È ottimista l'assessore Flamini che, reduce dall'ultima riunione tenutasi a Roma con i rappresentanti delle altre città che prendono parte alla candidatura, si prepara ad accogliere l'ispettore Icomos, in visita in Italia per verificare alcuni parametri, relativi proprio alla candidatura.

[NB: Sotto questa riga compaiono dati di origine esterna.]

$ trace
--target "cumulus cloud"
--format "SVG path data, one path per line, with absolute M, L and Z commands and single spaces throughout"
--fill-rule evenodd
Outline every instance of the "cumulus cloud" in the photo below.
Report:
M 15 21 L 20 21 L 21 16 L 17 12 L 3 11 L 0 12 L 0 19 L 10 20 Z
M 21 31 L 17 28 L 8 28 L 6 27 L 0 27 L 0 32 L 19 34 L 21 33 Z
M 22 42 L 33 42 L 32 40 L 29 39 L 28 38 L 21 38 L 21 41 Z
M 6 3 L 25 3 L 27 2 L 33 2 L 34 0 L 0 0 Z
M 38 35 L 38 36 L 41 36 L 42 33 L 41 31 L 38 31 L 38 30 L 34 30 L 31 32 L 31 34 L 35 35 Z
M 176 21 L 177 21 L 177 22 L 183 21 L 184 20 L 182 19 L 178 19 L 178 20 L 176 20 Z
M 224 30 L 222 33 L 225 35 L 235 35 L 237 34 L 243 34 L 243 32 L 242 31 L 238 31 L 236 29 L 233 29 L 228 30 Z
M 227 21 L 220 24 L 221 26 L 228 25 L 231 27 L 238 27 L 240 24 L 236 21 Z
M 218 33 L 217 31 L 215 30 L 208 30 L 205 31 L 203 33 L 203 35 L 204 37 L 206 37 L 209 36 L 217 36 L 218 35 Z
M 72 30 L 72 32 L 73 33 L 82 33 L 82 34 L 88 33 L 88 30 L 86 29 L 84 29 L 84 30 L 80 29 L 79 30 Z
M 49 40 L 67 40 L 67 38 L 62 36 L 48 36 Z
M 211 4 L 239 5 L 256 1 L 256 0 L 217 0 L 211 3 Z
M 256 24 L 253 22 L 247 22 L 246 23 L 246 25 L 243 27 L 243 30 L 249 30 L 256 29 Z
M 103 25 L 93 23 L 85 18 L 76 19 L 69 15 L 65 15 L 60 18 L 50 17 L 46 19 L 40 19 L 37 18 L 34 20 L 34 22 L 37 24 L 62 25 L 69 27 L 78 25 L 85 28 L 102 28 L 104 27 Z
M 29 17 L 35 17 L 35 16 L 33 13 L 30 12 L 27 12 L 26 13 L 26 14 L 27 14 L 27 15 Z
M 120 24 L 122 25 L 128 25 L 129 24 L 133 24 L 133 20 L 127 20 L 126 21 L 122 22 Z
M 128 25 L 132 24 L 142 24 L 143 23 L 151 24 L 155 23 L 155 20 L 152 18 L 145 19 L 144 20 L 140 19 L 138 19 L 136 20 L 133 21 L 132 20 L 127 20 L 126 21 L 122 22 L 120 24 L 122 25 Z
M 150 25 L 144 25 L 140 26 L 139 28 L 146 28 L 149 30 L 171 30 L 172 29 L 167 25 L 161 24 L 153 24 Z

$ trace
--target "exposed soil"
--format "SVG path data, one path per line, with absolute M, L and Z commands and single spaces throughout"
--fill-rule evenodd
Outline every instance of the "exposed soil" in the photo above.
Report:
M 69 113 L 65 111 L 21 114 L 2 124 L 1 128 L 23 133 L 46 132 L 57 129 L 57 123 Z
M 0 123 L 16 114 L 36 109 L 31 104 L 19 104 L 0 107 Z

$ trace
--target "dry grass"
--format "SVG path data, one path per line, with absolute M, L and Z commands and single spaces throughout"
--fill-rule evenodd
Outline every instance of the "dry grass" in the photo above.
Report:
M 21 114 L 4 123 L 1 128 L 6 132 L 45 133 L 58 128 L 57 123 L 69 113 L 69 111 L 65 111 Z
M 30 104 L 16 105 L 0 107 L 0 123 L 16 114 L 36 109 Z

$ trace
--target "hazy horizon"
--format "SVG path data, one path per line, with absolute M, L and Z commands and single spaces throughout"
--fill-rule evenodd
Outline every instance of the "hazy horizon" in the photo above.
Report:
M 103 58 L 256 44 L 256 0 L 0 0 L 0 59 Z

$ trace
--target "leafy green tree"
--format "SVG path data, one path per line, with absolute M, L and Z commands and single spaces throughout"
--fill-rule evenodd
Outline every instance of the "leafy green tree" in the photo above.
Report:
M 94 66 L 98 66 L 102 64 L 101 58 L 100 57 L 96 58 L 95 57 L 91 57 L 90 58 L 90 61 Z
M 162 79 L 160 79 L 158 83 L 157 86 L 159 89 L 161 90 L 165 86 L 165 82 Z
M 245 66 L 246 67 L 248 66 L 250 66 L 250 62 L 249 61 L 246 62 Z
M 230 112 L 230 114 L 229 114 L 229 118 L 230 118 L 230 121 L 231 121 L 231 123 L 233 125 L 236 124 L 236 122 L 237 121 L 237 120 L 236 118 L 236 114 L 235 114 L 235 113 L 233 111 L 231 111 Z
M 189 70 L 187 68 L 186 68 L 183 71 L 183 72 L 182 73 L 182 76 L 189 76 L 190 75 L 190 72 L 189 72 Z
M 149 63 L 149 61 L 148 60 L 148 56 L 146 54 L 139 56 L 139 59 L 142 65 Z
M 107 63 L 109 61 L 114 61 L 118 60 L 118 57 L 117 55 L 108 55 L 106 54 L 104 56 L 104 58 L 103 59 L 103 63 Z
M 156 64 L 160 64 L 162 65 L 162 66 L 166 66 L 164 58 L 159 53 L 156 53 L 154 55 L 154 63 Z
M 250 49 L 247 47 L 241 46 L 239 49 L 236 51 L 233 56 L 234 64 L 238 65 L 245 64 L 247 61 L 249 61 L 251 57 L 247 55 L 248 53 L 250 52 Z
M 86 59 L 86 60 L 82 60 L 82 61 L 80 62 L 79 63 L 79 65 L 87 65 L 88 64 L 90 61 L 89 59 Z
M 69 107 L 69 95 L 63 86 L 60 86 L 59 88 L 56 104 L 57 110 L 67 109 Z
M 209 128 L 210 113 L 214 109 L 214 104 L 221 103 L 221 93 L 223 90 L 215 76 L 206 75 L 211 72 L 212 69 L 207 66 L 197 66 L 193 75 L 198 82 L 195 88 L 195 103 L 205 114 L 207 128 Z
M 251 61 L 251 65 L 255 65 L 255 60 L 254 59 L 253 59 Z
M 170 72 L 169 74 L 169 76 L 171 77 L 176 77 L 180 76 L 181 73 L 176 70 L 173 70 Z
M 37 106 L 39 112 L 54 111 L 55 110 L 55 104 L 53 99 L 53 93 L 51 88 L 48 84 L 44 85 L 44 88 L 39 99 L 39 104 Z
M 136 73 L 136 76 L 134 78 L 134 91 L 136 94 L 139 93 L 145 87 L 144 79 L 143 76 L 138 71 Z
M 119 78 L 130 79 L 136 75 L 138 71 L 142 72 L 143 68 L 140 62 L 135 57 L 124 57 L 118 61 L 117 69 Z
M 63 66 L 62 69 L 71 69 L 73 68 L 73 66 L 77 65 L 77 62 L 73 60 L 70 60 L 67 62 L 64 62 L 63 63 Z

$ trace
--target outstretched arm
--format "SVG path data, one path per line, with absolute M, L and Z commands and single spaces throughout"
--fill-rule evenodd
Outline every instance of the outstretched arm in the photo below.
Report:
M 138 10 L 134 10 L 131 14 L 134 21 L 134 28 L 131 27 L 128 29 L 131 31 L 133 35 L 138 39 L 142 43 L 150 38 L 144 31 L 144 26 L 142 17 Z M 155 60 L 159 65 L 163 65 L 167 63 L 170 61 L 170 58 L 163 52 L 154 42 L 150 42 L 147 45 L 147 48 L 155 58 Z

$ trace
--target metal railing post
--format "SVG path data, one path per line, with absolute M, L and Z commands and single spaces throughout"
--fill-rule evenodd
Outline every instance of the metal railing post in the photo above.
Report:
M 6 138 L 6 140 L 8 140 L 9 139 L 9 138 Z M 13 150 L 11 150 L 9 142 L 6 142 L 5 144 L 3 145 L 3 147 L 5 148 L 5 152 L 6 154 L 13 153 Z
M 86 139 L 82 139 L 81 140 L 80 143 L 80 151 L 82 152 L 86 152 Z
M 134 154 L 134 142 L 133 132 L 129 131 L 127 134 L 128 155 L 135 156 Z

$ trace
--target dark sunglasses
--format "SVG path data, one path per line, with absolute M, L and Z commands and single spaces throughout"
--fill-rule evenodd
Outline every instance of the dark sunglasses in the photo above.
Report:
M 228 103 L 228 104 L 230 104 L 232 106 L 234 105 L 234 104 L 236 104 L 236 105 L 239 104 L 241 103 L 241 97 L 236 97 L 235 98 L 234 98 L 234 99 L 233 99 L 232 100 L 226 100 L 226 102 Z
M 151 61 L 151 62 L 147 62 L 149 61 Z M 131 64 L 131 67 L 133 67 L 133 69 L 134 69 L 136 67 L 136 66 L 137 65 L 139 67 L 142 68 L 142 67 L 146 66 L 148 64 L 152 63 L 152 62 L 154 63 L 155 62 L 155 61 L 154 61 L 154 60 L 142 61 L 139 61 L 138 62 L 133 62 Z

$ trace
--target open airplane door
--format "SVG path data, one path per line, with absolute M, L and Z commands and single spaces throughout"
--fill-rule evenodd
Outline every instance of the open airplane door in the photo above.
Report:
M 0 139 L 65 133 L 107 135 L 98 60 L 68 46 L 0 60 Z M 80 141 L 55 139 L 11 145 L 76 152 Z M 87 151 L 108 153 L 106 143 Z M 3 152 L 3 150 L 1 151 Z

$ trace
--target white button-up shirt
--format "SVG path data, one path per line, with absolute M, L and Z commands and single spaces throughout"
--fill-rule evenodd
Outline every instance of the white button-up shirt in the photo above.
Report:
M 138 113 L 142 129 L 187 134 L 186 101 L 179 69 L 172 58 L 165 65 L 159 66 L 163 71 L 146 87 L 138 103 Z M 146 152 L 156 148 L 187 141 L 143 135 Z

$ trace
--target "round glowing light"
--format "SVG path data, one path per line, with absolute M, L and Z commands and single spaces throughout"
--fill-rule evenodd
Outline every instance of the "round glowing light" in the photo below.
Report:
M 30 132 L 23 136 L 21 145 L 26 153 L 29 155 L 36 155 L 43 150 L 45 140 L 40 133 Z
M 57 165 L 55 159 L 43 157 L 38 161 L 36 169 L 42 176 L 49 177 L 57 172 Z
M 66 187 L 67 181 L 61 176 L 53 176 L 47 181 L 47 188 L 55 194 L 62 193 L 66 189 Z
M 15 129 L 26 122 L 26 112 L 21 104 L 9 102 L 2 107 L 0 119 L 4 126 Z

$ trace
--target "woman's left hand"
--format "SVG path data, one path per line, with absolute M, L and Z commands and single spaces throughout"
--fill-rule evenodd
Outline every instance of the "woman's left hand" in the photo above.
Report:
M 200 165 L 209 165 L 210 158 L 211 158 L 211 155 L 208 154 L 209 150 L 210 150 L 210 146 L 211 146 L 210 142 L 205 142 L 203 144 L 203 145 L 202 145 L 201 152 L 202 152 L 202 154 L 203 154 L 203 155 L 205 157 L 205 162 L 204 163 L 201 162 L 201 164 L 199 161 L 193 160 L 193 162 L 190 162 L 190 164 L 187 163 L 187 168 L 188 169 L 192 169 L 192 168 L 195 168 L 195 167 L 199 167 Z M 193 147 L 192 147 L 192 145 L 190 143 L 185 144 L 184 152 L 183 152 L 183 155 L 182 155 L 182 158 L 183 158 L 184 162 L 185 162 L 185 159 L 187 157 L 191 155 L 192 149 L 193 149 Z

"Fino ad oggi - afferma l'assessore alla cultura del comune di Spoleto- i lavori sono stati condotti curando ogni minimo dettaglio e credo proprio che già dal prossimo giugno il sito, che mette in rete sette città diverse, entrerà a tutti gli effetti a far parte del patrimonio internazionale dell'Unesco."
Come già noto infatti Spoleto e Campello insieme a Civitale del Friuli, Brescia, Castelseprino, che fanno parte della provincia di Varese, Benevento e Monte Sant'Angelo, in provincia di Foggia, fanno parte del sito seriale
"Italia langobardorum Centri di potere e di culto"
, un unico sito che raccoglie le maggiori testimonianze della cultura longobarda nel suo momento di massima capacità espressiva, prima della caduta dei territori del centro e nord Italia ad opera dei Franchi di Carlo Magno.
L'ammissione alla candidatura è già un'importante traguardo, ma l'iter per l'accettazione definitiva prosegue secondo una specifica prassi.
In ordine di tempo la scorsa settimana a Roma si è tenuto l'ultimo incontro volto a pianificare le operazioni e a puntualizzare gli aspetti della rete gestionale, creatasi a proposito.
Una rete che mira ad una cooperazione tra le sette città. Con una collaborazione funzionale che suddivide i compiti relativi alla gestione in virtù delle esigenze anche di carattere territoriale.
I siti interessati al progetto, per ciò che concerne Spoleto e Campello, sono rispettivamente la basilica di San Salvatore e il tempietto del Clitunno.
Siti che saranno sicuramente luogo di interesse principale della visita dell'ispettore Icomos, prevista per il prossimo autunno, e che sarà decisiva ai fini dell'effettivo inserimento dell'area di Spoleto e Campello fra i siti tutelati dal prestioso organismo internazionale.
Al momento la basilica si presenta in ottimo stato, ma vi sono alcune novità in cantiere. È in via di attivazione il progetto di riqualificazione del convento. Per il momento è stato finanziato soltanto il restauro del tetto ma non è esclusa l'ipotesi di recuperare anche piazzale Salmi, con la realizzazione di una nuova area sosta che possa rendere visibile la facciata laterale della Basilica.
Ed in questa ottica la struttura del convento potrebbe anche ospitare un nuovo punto informazioni turistiche.